15 ans pour déblayer les millions de tonnes de décombres

Il faudrait jusqu’à 15 ans pour déblayer environ 40 millions de tonnes de décombres de guerre dans la bande de Gaza, selon le Programme des Nations Unies pour l’environnement (PNUE). Pour l’UNRWA, l’opération nécessiterait plus de 100 camions et coûterait plus de 500 millions de dollars.

« Les débris constituent une menace mortelle pour les habitants de Gaza car ils peuvent contenir des munitions non explosées et des substances nocives », avertit sur X, l’agence onusienne.

Ce sont avec de telles menaces que les Gazaouis sont obligés de chercher un abri. « Khan Younis ce matin, les gens utilisent des bâches et des draps pour s’abriter au milieu des destructions », a décrit sur X, Louise Wateridge, une autre porte-parole de l’UNRWA.
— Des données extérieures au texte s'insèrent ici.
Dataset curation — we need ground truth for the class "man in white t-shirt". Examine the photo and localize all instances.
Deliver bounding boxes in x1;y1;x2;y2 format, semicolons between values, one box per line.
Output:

Plus de 330.000 tonnes de déchets se sont accumulées dans ou près des zones peuplées de Gaza, posant des risques catastrophiques pour l'environnement et la santé.
©UNRWA
Plus de 330.000 tonnes de déchets se sont accumulées dans ou près des zones peuplées de Gaza, posant des risques catastrophiques pour l'environnement et la santé.

La quête de l’eau, une routine « épuisante »
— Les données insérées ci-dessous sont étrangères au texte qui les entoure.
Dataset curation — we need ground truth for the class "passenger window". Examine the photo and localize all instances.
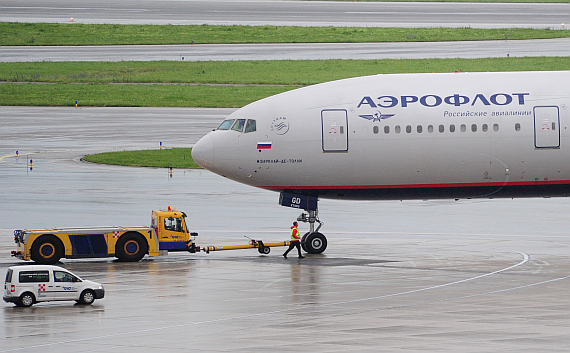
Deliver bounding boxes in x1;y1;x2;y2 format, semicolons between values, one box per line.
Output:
53;271;79;282
216;119;234;130
245;119;256;133
20;271;49;283
232;119;245;132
Autre urgence, la quête désespérée de l’eau. Et sur le terrain, les populations font, chaque matin, la queue pendant des heures sous le soleil brûlant pour remplir des bouteilles et des jerrycans d’eau potable.
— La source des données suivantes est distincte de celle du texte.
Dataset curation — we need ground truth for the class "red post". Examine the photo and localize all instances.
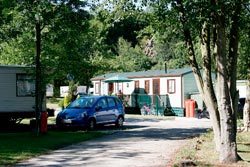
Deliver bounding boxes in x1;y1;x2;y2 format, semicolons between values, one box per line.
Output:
185;99;190;117
189;99;195;118
41;112;48;133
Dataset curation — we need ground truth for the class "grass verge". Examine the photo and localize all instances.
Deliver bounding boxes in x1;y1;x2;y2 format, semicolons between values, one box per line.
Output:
0;131;105;166
173;131;250;167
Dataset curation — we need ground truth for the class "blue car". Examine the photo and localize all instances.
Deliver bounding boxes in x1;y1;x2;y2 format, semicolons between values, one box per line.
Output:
56;96;125;130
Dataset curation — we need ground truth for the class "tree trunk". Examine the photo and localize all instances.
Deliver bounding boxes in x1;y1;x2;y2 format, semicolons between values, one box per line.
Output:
200;22;221;151
35;23;44;135
243;79;250;131
214;1;238;163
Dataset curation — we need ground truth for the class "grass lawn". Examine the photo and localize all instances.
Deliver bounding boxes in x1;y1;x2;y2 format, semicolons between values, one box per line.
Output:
173;129;250;167
0;131;105;166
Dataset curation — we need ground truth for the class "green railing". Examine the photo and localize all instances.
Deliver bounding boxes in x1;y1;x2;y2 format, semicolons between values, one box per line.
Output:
124;94;171;115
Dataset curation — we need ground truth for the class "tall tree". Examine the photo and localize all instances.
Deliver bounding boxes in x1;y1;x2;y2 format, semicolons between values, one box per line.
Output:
151;0;247;163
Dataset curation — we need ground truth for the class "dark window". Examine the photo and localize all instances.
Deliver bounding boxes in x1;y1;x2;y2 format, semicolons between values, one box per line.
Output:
97;98;108;108
167;79;175;94
16;74;36;96
108;97;116;107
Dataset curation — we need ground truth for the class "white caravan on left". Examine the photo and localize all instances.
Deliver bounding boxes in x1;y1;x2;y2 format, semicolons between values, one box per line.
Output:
0;65;46;123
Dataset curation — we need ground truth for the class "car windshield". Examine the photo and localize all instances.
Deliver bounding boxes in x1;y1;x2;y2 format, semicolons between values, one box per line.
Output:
67;98;95;108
« Ensuite, beaucoup d’entre eux doivent marcher de longues distances en portant des charges lourdes dans la chaleur de l’été. Cette routine épuisante se répète encore et encore à Gaza », a détaillé l’agence onusienne.

Derrière ces besoins urgents en vivres ou en eau et cette vie « exténuante », il n’y a pas de zone « sûre » ou « humanitaire » à Gaza. Ces « désignations » sont « trompeuses », a regretté le chef de l’UNRWA, après le raid aérien contre Khan Younis.

Philippe Lazzarini a ainsi cité le sort d’une mère palestinienne qui a perdu son enfant de huit ans et en a un autre blessé lors de l’attaque israélienne contre al-Mawasi, près de Khan Younis.

La mère a déclaré à l’UNRWA qu’elle pensait être en sécurité à al-Mawasi, une zone que l’armée israélienne avait précédemment désignée comme « zone humanitaire sûre ». « L’attaque d’hier (samedi) et les nombreuses victimes nous rappellent brutalement que personne n’est en sécurité à Gaza, où qu’il se trouve », a écrit sur X, M. Lazzarini.

Choc et tristesse

Le Secrétaire général de l’ONU, António Guterres, a déclaré samedi, par l’intermédiaire de son porte-parole, qu’il était « choqué et attristé par la perte de vies humaines » à al-Mawasi.

Les autorités israéliennes ont affirmé qu’il s’agissait d’une frappe de « précision » visant le principal commandant militaire du Hamas, Mohammed Deif, et son adjoint, Rafa Salama.

De son côté, Scott Anderson, Directeur des affaires de l’UNRWA à Gaza, a affirmé avoir assisté à « l’une des pires scènes qu’il ait vues à Gaza au cours des neuf derniers mois » lors de sa visite au complexe médical Nasser à Khan Younis samedi après le raid aérien à al-Mawasi.

« Faute de lits, de matériel d’hygiène, de draps ou de blouses en nombre suffisant, de nombreux patients ont été soignés à même le sol, sans désinfectant. Les systèmes de ventilation étaient éteints en raison du manque d’électricité et de carburant, et l’air était imprégné de l’odeur du sang », a-t-il dit.